Élections américaines 2024 : Marjorie Taylor Greene, la plus zélée des trumpistes

Peut-on être encore plus clivant que Donald Trump sur la scène politique américaine ? Aussi étonnant que cela puisse paraître, la réponse est sans doute… oui.

Depuis sa première victoire au Congrès en 2020, qu’elle a remportée en surfant sur la vague trumpiste, Marjorie Taylor Green, 50 ans, coach sportive venue tardivement à la politique, ne rate aucune provocation. Avec méthode, la représentante s’applique à ne laisser passer aucune controverse sans mettre de l’huile sur le feu. Et ça marche : en 2022, elle a été réélue triomphalement dans sa circonscription du nord-ouest de la Géorgie, à la frontière de l’Alabama et du Tennessee, et fait encore figure de favorite pour le scrutin de novembre.

Dans ce Sud profond solidement républicain, tous les candidats en lice sous cette étiquette s’imposent aisément, avec autour de 75 % des voix, quelle que soit la tendance qu’ils incarnent – plus modérée, comme Mitt Romney, adversaire de Barack Obama en 2012 ; plus radicale, comme Donald Trump, en 2016 et 2020.

Mais Marjorie Taylor Green bouscule les lignes. Non pas parce qu’elle aime poser avec un fusil d’assaut – c’est désormais presque un classique pour les postulants républicains dans cette Amérique rurale. Mais parce qu’elle affiche un complotisme décomplexé, qu’elle reprend à son compte la propagande de Moscou et qu’elle n’hésite pas à accuser une adversaire politique de « trahison », un crime « passible de la mort »…

Il aura fallu à Marjorie Taylor Green très peu de temps pour se faire un nom. Quand elle se lance en politique, c’est une inconnue. Mais Brian Robinson, stratège républicain à Atlanta, comprend très vite qu’il a affaire à un phénomène. Il conseille alors John Cowan, un neurochirurgien qui brigue également le siège de député laissé vacant par le républicain sortant. « On a tout de suite su que c’était une adversaire très douée pour faire campagne, dit-il. Dès le premier débat, virtuel, on était en pleine pandémie, j’ai vu sa capacité à dire tout et n’importe quoi, son aplomb incroyable. Comme Donald Trump. »

Avant 2016, Marjorie Taylor Greene ne se souciait pas de politique. « Elle avait même déclaré n’avoir jamais voté », précise Brian Robinson. Ce qui ne l’empêche pas de remporter facilement la primaire républicaine de 2020. Dans sa circonscription rurale de Géorgie, on aime les personnalités au verbe haut et fort. « Elle n’a peur ni de rien, ni de personne, et ça, ça plaît ici », lâche Matthew Nave, un jeune républicain qui a travaillé avec elle, aujourd’hui responsable local de la campagne de Donald Trump.
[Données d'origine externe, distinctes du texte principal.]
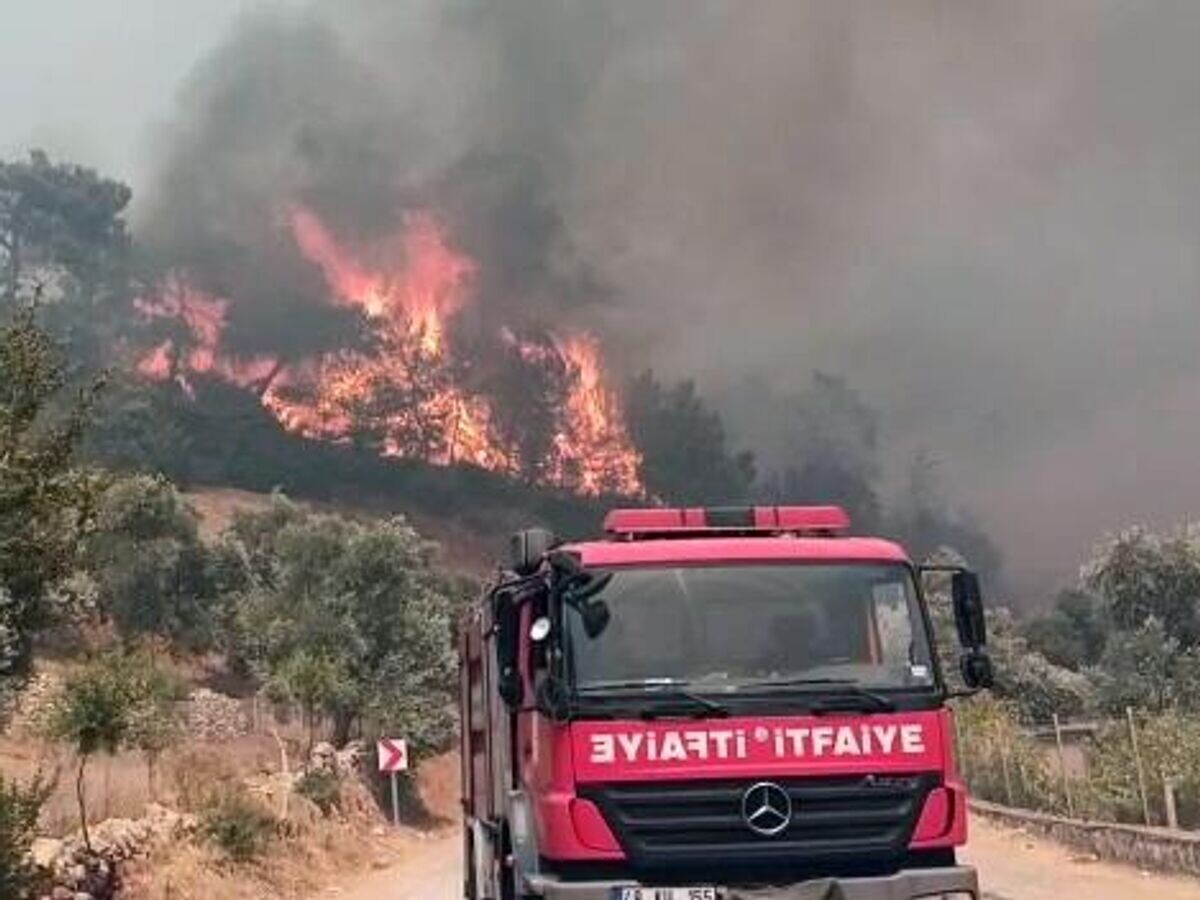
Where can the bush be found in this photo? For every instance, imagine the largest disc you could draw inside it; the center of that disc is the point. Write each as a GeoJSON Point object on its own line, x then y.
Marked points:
{"type": "Point", "coordinates": [994, 741]}
{"type": "Point", "coordinates": [324, 789]}
{"type": "Point", "coordinates": [19, 808]}
{"type": "Point", "coordinates": [1167, 743]}
{"type": "Point", "coordinates": [238, 826]}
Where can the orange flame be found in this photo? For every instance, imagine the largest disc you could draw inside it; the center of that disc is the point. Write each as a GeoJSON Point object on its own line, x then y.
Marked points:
{"type": "Point", "coordinates": [403, 397]}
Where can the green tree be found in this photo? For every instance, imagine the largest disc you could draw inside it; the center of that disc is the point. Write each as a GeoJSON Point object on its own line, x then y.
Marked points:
{"type": "Point", "coordinates": [1074, 633]}
{"type": "Point", "coordinates": [923, 520]}
{"type": "Point", "coordinates": [1143, 575]}
{"type": "Point", "coordinates": [91, 715]}
{"type": "Point", "coordinates": [46, 499]}
{"type": "Point", "coordinates": [151, 567]}
{"type": "Point", "coordinates": [685, 455]}
{"type": "Point", "coordinates": [64, 225]}
{"type": "Point", "coordinates": [317, 682]}
{"type": "Point", "coordinates": [154, 721]}
{"type": "Point", "coordinates": [834, 451]}
{"type": "Point", "coordinates": [1138, 670]}
{"type": "Point", "coordinates": [117, 701]}
{"type": "Point", "coordinates": [351, 617]}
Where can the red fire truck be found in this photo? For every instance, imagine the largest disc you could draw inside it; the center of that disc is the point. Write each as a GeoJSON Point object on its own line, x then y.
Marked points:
{"type": "Point", "coordinates": [713, 703]}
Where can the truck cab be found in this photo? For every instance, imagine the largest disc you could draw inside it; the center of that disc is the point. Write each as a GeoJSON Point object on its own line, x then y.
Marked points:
{"type": "Point", "coordinates": [713, 703]}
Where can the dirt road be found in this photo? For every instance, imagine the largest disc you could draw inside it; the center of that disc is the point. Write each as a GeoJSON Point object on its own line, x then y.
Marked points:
{"type": "Point", "coordinates": [1013, 865]}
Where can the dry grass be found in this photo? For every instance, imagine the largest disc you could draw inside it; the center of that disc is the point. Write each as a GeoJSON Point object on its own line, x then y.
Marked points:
{"type": "Point", "coordinates": [119, 786]}
{"type": "Point", "coordinates": [316, 853]}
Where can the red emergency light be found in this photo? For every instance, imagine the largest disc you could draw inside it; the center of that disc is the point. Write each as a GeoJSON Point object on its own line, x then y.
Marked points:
{"type": "Point", "coordinates": [739, 520]}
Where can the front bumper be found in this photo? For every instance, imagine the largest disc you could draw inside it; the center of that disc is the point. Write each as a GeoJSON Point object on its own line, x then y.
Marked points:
{"type": "Point", "coordinates": [906, 885]}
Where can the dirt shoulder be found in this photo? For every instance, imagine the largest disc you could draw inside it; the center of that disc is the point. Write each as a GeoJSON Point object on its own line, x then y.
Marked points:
{"type": "Point", "coordinates": [1014, 865]}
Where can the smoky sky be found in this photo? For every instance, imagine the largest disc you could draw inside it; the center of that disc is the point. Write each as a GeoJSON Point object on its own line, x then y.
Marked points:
{"type": "Point", "coordinates": [984, 215]}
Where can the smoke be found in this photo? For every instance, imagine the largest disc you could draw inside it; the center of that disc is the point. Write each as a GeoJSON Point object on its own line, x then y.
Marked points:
{"type": "Point", "coordinates": [983, 216]}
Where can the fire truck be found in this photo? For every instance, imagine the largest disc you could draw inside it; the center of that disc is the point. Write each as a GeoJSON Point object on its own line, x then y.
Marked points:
{"type": "Point", "coordinates": [714, 703]}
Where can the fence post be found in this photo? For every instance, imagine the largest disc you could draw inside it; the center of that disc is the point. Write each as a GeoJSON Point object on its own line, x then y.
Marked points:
{"type": "Point", "coordinates": [1003, 763]}
{"type": "Point", "coordinates": [1169, 785]}
{"type": "Point", "coordinates": [961, 749]}
{"type": "Point", "coordinates": [1137, 760]}
{"type": "Point", "coordinates": [1062, 767]}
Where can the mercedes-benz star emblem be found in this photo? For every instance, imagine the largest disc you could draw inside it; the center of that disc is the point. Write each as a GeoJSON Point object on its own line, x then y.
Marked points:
{"type": "Point", "coordinates": [767, 809]}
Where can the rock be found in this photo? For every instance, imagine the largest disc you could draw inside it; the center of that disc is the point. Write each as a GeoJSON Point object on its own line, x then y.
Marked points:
{"type": "Point", "coordinates": [323, 759]}
{"type": "Point", "coordinates": [215, 717]}
{"type": "Point", "coordinates": [45, 852]}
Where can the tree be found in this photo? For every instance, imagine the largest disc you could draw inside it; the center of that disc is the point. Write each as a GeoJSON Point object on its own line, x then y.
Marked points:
{"type": "Point", "coordinates": [318, 682]}
{"type": "Point", "coordinates": [1143, 575]}
{"type": "Point", "coordinates": [922, 519]}
{"type": "Point", "coordinates": [154, 721]}
{"type": "Point", "coordinates": [834, 448]}
{"type": "Point", "coordinates": [150, 564]}
{"type": "Point", "coordinates": [1074, 633]}
{"type": "Point", "coordinates": [685, 457]}
{"type": "Point", "coordinates": [348, 617]}
{"type": "Point", "coordinates": [1138, 670]}
{"type": "Point", "coordinates": [64, 225]}
{"type": "Point", "coordinates": [91, 715]}
{"type": "Point", "coordinates": [46, 501]}
{"type": "Point", "coordinates": [19, 809]}
{"type": "Point", "coordinates": [1032, 687]}
{"type": "Point", "coordinates": [118, 700]}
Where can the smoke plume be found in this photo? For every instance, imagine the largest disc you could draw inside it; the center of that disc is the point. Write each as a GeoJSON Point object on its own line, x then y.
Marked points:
{"type": "Point", "coordinates": [984, 216]}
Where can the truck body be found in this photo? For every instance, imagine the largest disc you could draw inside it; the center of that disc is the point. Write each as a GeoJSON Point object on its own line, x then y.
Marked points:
{"type": "Point", "coordinates": [712, 703]}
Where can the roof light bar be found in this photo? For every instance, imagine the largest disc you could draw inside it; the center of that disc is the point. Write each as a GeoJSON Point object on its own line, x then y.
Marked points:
{"type": "Point", "coordinates": [742, 520]}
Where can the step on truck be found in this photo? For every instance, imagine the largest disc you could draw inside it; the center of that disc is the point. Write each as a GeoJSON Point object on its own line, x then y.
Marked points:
{"type": "Point", "coordinates": [713, 705]}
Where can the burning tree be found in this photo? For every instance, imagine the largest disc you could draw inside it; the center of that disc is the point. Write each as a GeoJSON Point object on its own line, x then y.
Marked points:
{"type": "Point", "coordinates": [535, 407]}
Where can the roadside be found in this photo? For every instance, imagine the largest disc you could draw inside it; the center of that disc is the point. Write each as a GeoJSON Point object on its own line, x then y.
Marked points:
{"type": "Point", "coordinates": [1013, 867]}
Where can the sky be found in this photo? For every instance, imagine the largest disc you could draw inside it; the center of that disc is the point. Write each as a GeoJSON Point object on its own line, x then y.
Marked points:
{"type": "Point", "coordinates": [90, 78]}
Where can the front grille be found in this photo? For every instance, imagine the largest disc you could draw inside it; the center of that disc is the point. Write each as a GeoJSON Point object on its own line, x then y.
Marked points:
{"type": "Point", "coordinates": [696, 825]}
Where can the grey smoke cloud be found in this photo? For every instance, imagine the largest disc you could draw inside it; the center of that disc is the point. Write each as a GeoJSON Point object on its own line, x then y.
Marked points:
{"type": "Point", "coordinates": [984, 215]}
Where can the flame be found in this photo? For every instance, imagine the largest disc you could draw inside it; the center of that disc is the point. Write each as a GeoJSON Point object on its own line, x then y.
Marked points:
{"type": "Point", "coordinates": [405, 396]}
{"type": "Point", "coordinates": [594, 441]}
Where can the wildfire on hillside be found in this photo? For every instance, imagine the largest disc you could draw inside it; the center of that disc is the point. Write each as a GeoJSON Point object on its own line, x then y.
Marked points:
{"type": "Point", "coordinates": [409, 393]}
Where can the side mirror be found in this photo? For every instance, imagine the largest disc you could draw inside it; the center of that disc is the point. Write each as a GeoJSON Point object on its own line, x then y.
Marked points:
{"type": "Point", "coordinates": [528, 549]}
{"type": "Point", "coordinates": [976, 670]}
{"type": "Point", "coordinates": [595, 616]}
{"type": "Point", "coordinates": [510, 688]}
{"type": "Point", "coordinates": [969, 615]}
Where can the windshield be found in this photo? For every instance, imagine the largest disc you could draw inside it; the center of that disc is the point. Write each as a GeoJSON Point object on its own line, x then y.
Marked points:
{"type": "Point", "coordinates": [730, 625]}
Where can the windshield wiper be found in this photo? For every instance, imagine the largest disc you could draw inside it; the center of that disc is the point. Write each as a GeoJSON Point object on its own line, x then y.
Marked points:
{"type": "Point", "coordinates": [846, 696]}
{"type": "Point", "coordinates": [664, 691]}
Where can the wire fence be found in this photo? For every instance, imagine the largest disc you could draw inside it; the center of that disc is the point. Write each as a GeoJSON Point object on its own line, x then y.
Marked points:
{"type": "Point", "coordinates": [1138, 768]}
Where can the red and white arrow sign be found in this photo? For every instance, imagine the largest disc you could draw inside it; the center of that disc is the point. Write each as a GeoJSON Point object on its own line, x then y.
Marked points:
{"type": "Point", "coordinates": [393, 755]}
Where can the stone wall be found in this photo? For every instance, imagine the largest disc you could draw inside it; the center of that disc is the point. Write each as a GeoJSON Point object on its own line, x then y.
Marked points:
{"type": "Point", "coordinates": [1158, 849]}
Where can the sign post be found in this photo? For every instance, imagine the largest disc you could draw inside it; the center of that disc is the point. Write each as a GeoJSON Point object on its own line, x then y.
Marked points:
{"type": "Point", "coordinates": [394, 760]}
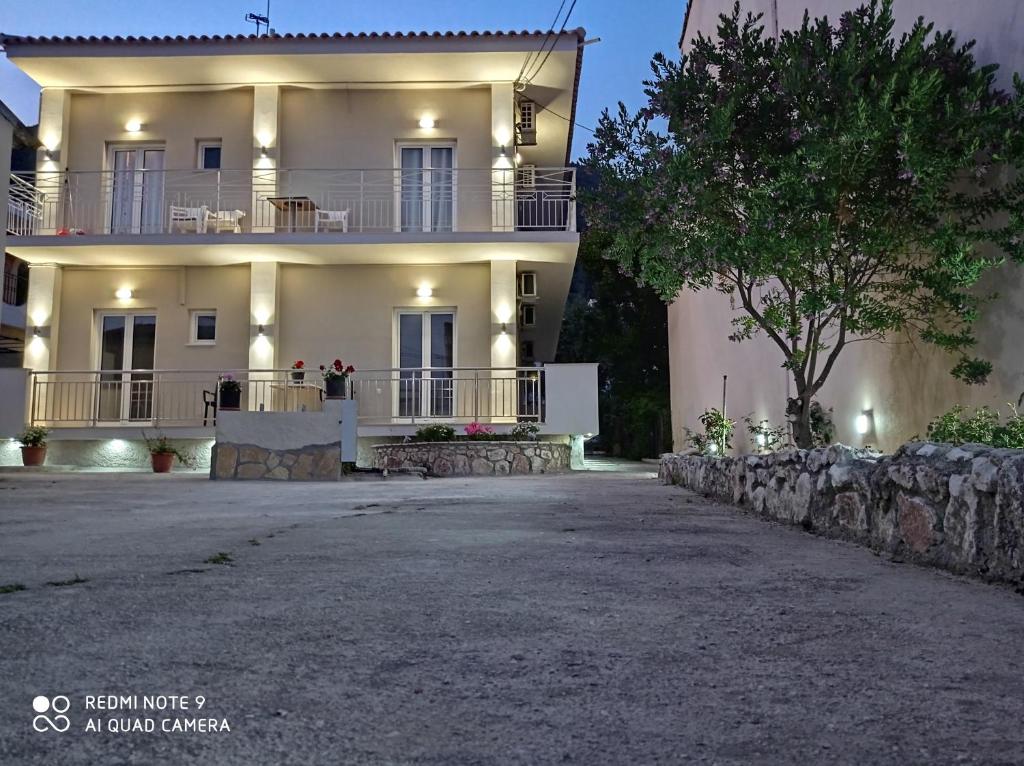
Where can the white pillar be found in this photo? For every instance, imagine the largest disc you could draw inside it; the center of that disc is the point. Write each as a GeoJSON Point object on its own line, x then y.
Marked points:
{"type": "Point", "coordinates": [266, 139]}
{"type": "Point", "coordinates": [54, 114]}
{"type": "Point", "coordinates": [264, 301]}
{"type": "Point", "coordinates": [504, 395]}
{"type": "Point", "coordinates": [503, 150]}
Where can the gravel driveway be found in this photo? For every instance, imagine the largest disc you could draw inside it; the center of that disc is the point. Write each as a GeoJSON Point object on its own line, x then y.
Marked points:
{"type": "Point", "coordinates": [587, 619]}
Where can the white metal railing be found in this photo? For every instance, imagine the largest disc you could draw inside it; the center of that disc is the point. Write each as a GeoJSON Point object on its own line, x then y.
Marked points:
{"type": "Point", "coordinates": [181, 397]}
{"type": "Point", "coordinates": [383, 200]}
{"type": "Point", "coordinates": [24, 207]}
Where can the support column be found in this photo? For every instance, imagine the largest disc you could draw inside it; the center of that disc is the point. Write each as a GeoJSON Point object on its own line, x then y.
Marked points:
{"type": "Point", "coordinates": [264, 301]}
{"type": "Point", "coordinates": [504, 393]}
{"type": "Point", "coordinates": [54, 115]}
{"type": "Point", "coordinates": [266, 144]}
{"type": "Point", "coordinates": [503, 150]}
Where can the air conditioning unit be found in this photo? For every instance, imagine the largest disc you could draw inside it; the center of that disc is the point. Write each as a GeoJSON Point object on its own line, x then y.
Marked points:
{"type": "Point", "coordinates": [527, 315]}
{"type": "Point", "coordinates": [527, 284]}
{"type": "Point", "coordinates": [525, 127]}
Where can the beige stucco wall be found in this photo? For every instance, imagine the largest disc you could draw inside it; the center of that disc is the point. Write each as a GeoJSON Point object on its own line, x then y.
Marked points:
{"type": "Point", "coordinates": [170, 293]}
{"type": "Point", "coordinates": [358, 129]}
{"type": "Point", "coordinates": [903, 384]}
{"type": "Point", "coordinates": [348, 311]}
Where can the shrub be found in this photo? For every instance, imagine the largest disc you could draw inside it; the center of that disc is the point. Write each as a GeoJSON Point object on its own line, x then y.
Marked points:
{"type": "Point", "coordinates": [33, 436]}
{"type": "Point", "coordinates": [980, 427]}
{"type": "Point", "coordinates": [717, 436]}
{"type": "Point", "coordinates": [435, 432]}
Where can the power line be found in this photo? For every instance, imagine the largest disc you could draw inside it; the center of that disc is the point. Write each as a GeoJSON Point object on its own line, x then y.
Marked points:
{"type": "Point", "coordinates": [565, 20]}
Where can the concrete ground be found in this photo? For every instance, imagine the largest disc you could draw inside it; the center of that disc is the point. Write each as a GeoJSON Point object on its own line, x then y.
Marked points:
{"type": "Point", "coordinates": [590, 619]}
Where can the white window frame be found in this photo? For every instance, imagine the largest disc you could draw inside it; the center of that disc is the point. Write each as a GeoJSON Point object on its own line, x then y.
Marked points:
{"type": "Point", "coordinates": [205, 143]}
{"type": "Point", "coordinates": [522, 285]}
{"type": "Point", "coordinates": [194, 314]}
{"type": "Point", "coordinates": [425, 146]}
{"type": "Point", "coordinates": [396, 362]}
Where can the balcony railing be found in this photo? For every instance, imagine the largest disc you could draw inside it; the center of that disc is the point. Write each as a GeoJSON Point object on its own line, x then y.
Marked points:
{"type": "Point", "coordinates": [165, 202]}
{"type": "Point", "coordinates": [176, 397]}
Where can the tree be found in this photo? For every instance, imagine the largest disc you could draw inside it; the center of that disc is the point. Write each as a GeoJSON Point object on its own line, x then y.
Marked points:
{"type": "Point", "coordinates": [839, 184]}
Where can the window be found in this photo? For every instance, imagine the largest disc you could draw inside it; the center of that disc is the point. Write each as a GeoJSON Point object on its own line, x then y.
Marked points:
{"type": "Point", "coordinates": [209, 156]}
{"type": "Point", "coordinates": [527, 114]}
{"type": "Point", "coordinates": [527, 285]}
{"type": "Point", "coordinates": [204, 328]}
{"type": "Point", "coordinates": [527, 314]}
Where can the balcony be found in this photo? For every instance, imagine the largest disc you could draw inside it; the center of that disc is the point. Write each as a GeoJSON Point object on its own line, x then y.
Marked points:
{"type": "Point", "coordinates": [129, 205]}
{"type": "Point", "coordinates": [395, 397]}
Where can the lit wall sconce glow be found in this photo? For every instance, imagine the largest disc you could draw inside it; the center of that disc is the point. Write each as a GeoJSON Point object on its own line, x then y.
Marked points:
{"type": "Point", "coordinates": [864, 422]}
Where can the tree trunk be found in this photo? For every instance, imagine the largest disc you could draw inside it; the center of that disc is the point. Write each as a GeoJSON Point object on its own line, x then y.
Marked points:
{"type": "Point", "coordinates": [799, 414]}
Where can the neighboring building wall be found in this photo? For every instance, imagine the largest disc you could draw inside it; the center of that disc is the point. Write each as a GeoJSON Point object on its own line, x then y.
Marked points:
{"type": "Point", "coordinates": [903, 383]}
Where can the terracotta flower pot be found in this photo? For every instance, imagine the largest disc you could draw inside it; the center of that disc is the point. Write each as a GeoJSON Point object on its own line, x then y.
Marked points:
{"type": "Point", "coordinates": [33, 456]}
{"type": "Point", "coordinates": [336, 387]}
{"type": "Point", "coordinates": [162, 462]}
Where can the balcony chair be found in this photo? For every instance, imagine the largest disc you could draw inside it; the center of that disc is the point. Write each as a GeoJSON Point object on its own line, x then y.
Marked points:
{"type": "Point", "coordinates": [328, 219]}
{"type": "Point", "coordinates": [195, 219]}
{"type": "Point", "coordinates": [209, 403]}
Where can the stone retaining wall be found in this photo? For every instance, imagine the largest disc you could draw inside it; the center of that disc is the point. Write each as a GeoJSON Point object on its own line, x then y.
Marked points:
{"type": "Point", "coordinates": [474, 458]}
{"type": "Point", "coordinates": [961, 508]}
{"type": "Point", "coordinates": [311, 463]}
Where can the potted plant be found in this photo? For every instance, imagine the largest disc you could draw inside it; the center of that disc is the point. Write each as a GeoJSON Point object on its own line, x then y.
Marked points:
{"type": "Point", "coordinates": [163, 454]}
{"type": "Point", "coordinates": [336, 379]}
{"type": "Point", "coordinates": [33, 440]}
{"type": "Point", "coordinates": [230, 392]}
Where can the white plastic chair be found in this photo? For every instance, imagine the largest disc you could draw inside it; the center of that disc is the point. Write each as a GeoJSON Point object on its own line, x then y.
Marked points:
{"type": "Point", "coordinates": [328, 219]}
{"type": "Point", "coordinates": [185, 218]}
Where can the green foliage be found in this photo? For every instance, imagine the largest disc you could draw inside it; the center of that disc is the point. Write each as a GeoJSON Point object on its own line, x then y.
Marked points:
{"type": "Point", "coordinates": [33, 436]}
{"type": "Point", "coordinates": [434, 432]}
{"type": "Point", "coordinates": [623, 327]}
{"type": "Point", "coordinates": [717, 436]}
{"type": "Point", "coordinates": [161, 445]}
{"type": "Point", "coordinates": [983, 426]}
{"type": "Point", "coordinates": [837, 183]}
{"type": "Point", "coordinates": [524, 432]}
{"type": "Point", "coordinates": [764, 436]}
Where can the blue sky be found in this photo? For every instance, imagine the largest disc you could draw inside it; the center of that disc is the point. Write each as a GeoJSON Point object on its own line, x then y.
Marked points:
{"type": "Point", "coordinates": [613, 69]}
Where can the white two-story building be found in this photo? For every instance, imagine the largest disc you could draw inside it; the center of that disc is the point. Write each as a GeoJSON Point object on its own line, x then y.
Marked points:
{"type": "Point", "coordinates": [231, 205]}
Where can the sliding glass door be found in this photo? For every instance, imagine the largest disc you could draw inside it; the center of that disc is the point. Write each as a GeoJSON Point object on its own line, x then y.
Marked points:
{"type": "Point", "coordinates": [136, 203]}
{"type": "Point", "coordinates": [127, 351]}
{"type": "Point", "coordinates": [426, 355]}
{"type": "Point", "coordinates": [426, 188]}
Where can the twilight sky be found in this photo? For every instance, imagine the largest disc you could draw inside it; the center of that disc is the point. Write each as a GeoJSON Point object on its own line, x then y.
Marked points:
{"type": "Point", "coordinates": [613, 69]}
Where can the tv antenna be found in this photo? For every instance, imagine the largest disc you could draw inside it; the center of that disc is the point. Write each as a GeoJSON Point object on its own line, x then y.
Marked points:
{"type": "Point", "coordinates": [259, 20]}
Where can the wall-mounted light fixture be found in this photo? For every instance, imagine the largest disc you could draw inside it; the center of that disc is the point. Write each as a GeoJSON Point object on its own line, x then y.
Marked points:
{"type": "Point", "coordinates": [865, 422]}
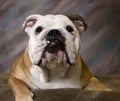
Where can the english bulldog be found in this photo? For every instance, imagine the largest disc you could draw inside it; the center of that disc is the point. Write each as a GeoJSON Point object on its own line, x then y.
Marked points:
{"type": "Point", "coordinates": [51, 59]}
Au Congrès, elle s’impose rapidement comme la plus zélée des trumpistes. Par la voix, par ses tenues, qui sont l’occasion de faire passer un message : un masque anti-Covid sur lequel est écrit « Trump a gagné », une casquette « Make America Great Again » (« Maga ») lors d’un discours de Joe Biden devant le Congrès… Toujours en quête d’attention, elle rompt avec le protocole, crie dans l’hémicycle, lance des propos incendiaires.

Des excès qui ne tardent pas à heurter ses collègues. « Trop, c’est trop… », disent-ils. En 2021, elle est privée de certaines de ses prérogatives au Congrès. Mais peu importe. Cheffe de file de la droite dite « Maga », elle devient une figure reconnue. C’est le mécanisme de la politique moderne : des polémiques sur les réseaux sociaux, donc de la visibilité, donc des invitations sur Fox News ou sur les antennes des médias de l’univers Maga, donc des collectes de fonds records, donc une influence croissante, etc.

À Dalton, on imagine déjà la députée promise à de plus importantes fonctions en cas de victoire de Donald Trump le 5 novembre. Un ministère ? Une ambassade ? « À moins que le président n’ait besoin d’elle pour continuer à donner de la voix au Congrès », note Matthew Nave. Donner de la voix, Marjorie Taylor Greene sait faire.